I wish more people understood that we’re just normal people! A lot of people seem to view all disabled people as these inspirational angels when we’re just people. – Gen Z, Nonbinary
Half of those with a disability express dissatisfaction in their societal, communal, and social lives. Many express the uncomfortable experience of being treated differently due to their disability – whether being glorified for it, or isolated because of it.
“Disabled” describes such a broad constituency that it becomes nearly impossible to empathize and relate in an earnest way. So, I wish I knew more about the ongoing intersectional conversation around 1) what constitutes disability, 2) what groups experience the most avoidable forms of suffering, and 3) how can cultural and policymaking attitudes be reshaped around a more compassionate ethic. – Gen Z, Male
It is agreed by both people with and without disabilities that navigating social discourse around disability is often most challenging. People with disabilities want to communicate their disability in a way that allows it to be fairly and accurately acknowledged, and people without disabilities want to be better friends, allies, and community members by addressing disability in a compassionate and respectful way. But, how does one go about navigating this conversation?
In a separate study on body positivity, VICE Insights asked young people to rate a list of words used to describe body types on a sliding scale from ‘acceptable’ to ‘unacceptable.’ The results showed that more specific language, such as “amputee,” was considered more socially acceptable than broader terms like, “handicapped.” In drawing a parallel to the expansion of language for gender indentiy (agender, nonbinary, etc.) and sexual orientation (pansexual, bicurious, etc.), it seems arguable that more language is also needed to better define, communicate, and normalize the spectrum of disability.
Brands Need to Speak Up
Amplified by coverage in entertainment networks, shifts in culture are just starting to take place around disability. Shows like ‘Love On The Spectrum,’ ‘The Glow Up,’ and ‘Love Island,’ have gained mainstream popularity while filling cultural voids in conversation around disability.
But brands are lagging far behind. Just 37% of young people (a decline of 6 percentage points from 2019) have heard a brand talk about accessibility for people with disabilities.

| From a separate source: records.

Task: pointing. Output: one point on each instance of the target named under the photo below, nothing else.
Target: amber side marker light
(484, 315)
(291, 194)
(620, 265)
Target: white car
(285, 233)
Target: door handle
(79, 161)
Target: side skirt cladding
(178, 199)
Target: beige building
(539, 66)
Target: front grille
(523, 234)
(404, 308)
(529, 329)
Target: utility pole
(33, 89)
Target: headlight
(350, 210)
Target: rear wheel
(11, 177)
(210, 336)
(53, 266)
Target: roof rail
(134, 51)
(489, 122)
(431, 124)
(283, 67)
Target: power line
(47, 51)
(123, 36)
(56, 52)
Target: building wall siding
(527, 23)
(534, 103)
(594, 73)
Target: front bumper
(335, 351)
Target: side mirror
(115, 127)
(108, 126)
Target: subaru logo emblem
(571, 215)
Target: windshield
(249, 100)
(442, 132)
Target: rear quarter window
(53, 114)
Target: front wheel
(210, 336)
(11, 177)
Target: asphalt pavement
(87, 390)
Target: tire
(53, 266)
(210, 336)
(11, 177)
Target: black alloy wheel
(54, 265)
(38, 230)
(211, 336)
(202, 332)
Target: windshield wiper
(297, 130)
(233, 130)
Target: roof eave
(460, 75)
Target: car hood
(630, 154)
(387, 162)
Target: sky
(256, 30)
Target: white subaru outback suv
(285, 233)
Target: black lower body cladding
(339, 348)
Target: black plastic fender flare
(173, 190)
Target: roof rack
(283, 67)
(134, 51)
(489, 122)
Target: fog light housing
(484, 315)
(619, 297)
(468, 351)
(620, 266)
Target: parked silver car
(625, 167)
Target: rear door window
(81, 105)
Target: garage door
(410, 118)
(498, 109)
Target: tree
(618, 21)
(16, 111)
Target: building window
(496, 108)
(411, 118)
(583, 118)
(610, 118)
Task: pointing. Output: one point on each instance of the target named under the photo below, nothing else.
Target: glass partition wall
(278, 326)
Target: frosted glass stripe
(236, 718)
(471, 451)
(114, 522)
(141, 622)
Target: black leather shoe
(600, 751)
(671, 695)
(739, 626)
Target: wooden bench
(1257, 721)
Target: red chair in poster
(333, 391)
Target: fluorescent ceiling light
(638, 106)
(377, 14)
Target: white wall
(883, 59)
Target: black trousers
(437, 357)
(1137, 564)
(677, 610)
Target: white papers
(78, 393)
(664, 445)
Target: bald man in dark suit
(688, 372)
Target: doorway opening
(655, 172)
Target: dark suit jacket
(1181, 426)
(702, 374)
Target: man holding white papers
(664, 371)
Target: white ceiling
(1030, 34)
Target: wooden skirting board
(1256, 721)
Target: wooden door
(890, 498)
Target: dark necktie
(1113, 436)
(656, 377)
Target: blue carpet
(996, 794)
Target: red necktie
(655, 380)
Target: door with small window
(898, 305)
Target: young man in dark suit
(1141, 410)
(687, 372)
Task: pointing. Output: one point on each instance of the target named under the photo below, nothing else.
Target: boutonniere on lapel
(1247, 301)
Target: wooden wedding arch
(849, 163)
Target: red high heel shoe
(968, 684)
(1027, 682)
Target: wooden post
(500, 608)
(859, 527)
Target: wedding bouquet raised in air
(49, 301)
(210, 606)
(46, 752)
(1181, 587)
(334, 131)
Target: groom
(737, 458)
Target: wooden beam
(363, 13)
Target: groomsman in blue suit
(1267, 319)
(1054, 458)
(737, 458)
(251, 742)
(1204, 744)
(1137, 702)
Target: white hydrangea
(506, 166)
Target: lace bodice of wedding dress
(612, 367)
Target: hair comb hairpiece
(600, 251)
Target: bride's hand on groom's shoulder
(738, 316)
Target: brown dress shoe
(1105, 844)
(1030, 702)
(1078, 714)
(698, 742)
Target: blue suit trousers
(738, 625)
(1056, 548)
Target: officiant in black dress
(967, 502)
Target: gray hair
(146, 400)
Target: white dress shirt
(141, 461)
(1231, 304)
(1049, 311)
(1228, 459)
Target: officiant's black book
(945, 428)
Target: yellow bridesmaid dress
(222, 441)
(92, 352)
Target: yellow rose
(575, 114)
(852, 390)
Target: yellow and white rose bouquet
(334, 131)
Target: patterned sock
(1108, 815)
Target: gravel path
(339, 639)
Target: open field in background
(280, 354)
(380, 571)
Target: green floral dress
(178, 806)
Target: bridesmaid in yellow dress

Being an ally doesn’t mean speaking for disabled people but instead you are meant to amplify their voices. – Gen Z, Female
Among the Top 5 ways young people prefer to learn more about disability and accessibility is: “Updates from brands/companies that are supporting disability rights.” 78% are interested in reading/watching stories about disability rights. Young people want to know more, and brands have voices that can tell them.
What Brands Can Do:
> Create more inclusive products and experiences: Ensure product lines are designed for all individuals. Audit store layouts, website functionality, and pop-up events to ensure the experience does not exclude people with disabilities.
> Use specific language: There is a wide spectrum between visible and invisible disabilities, mental and physical disabilities, and the range of experiences that come with each. Speaking to the specifics will help convey the circumstance with accuracy and legitimacy.
> Listen, and Then Amplify What You’ve Heard: Inclusivity is not just about who is shown in advertisements; inclusivity is about who is at the table, bringing a perspective that enhances the brand’s ability to see from every angle of the human experience. Starting from the inside, brands can better aim to create what not only looks inclusive, but feels inclusive for all individuals.